The first drop was at my co-worker’s apartment complex which up until that point I had only been to once for a housewarming party. I obviously couldn’t ask her roommates for the number so I decided to look in past Facebook events for an address. Since this was around the Christmas holiday I wanted something to reflect holiday cheer:


I tailgated into the complex while she was at a happy hour and mounted a poster on her unit’s door with mounds of magic tape so it wouldn’t fall off. In the process of taping the neighbor across from them saw me in the act. As if what I was doing wasn’t creepy looking enough I said to her, “You never saw me here.”

Hours later this popped up on my co-worker’s Plixi page (otherwise known as a Twitter picture album):


The Second Drop

Since Valentine’s Day was approaching I knew I had to plot the second drop soon. I knew two places were out of the question: our office and her apartment complex. This time it needed to be her car.
Finding soy sauce packets wasn’t as easy as it was the first time around but I managed to get my hands on some after a work assignment.

On a sidenote: F*ck this place for making me PAY for said packets…


Like some soy sauce crack addict I gave up and forked over the 70 cents for 10 packets. The guy standing next to me at the carryout restaurant window asked why I needed that many. Without elaboration, I replied, “It’s for a project.”

“Must be some project,” he said.

Flash forward to a few hours later back in the office: My opportunity presented itself when she asked if I wanted to play skee ball downtown. I seriously contemplated the offer but realized her being in D.C. gave me time to make a poster and find her car. Knowing her parking garage of choice, I trekked there during one of the most obnoxious, windiest days EVER and found her car easier than I found her apartment number for the first drop.

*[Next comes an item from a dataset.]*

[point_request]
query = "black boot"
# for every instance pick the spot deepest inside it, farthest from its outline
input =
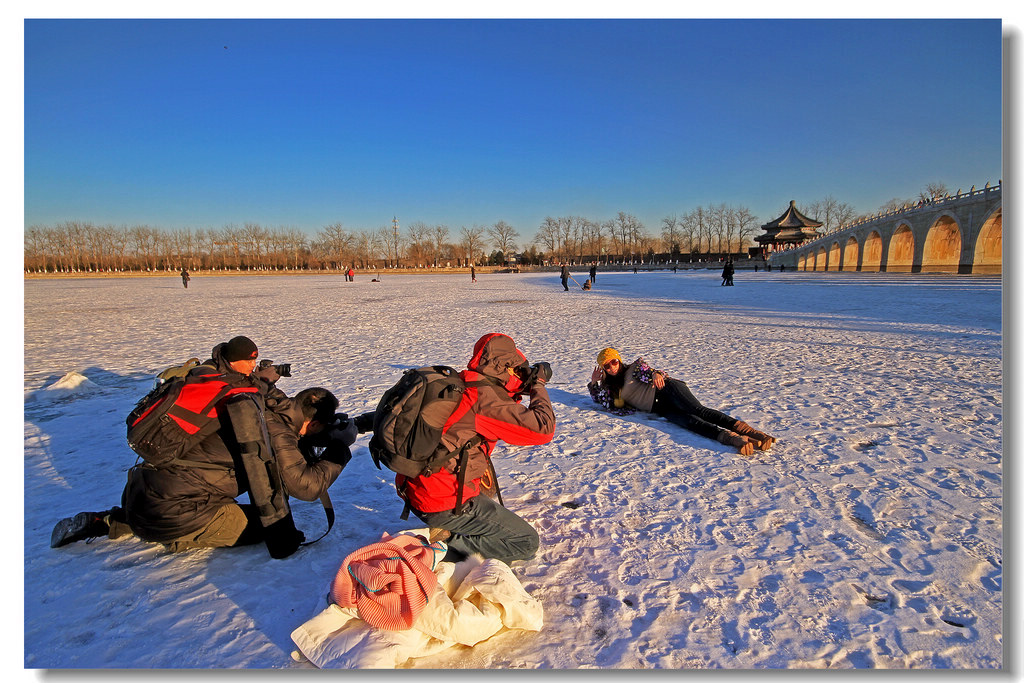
(83, 525)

I placed it under her windshield then went to Whole Foods and called it a night. I was waiting for some type of Plixi post like the last time but was kind of disappointed not to see anything.

The next day at work I emerged from a backroom to find my co-worker calling out to me from across the office asking if I was the stalker leaving soy sauce messages wherever she went. I struggled to restrain every muscle in my mouth from curving into a smile when she asked me this. Somehow I managed to play it off like I didn’t know what the hell she was talking about.

“Wait…what is this?” I asked.

She then proceeds to tell me what I already knew and went through a laundry list of possible people who could have done it which–thanks to my amateurish acting skills–I was crossed off of. I even helped her in a process of elimination of who it could and couldn’t be.

I spent the rest of the work day finding the strength to not laugh out loud. Unfortunately, the suppressed laughter ceased when I overheard our co-workers suggesting she file a police report.

Oh shit.

The Third Drop

I knew I was going to have to reveal myself if she was getting legitimately freaked out which was evidenced by her last Facebook post:


Very quickly I came up with the idea for a fake third drop. I told her that someone had left a poster for me too, except this time it had less to do with soy sauce and more to do with Sriracha Chili Sauce (which until an office bottle ran out played a prominent role in my bloodstream during the lunch hour).

I said to hold on so I could e-mail her the photo as an attachment, which ended up being a poster I whipped up fast that said the following:


She already said she’s plotting revenge so if you’re reading this….I like SRIRACHA CHILI SAUCE. Damn really wish I had some SRIRACHA CHILI SAUCE.

The end (and kudos to you if you made it this far).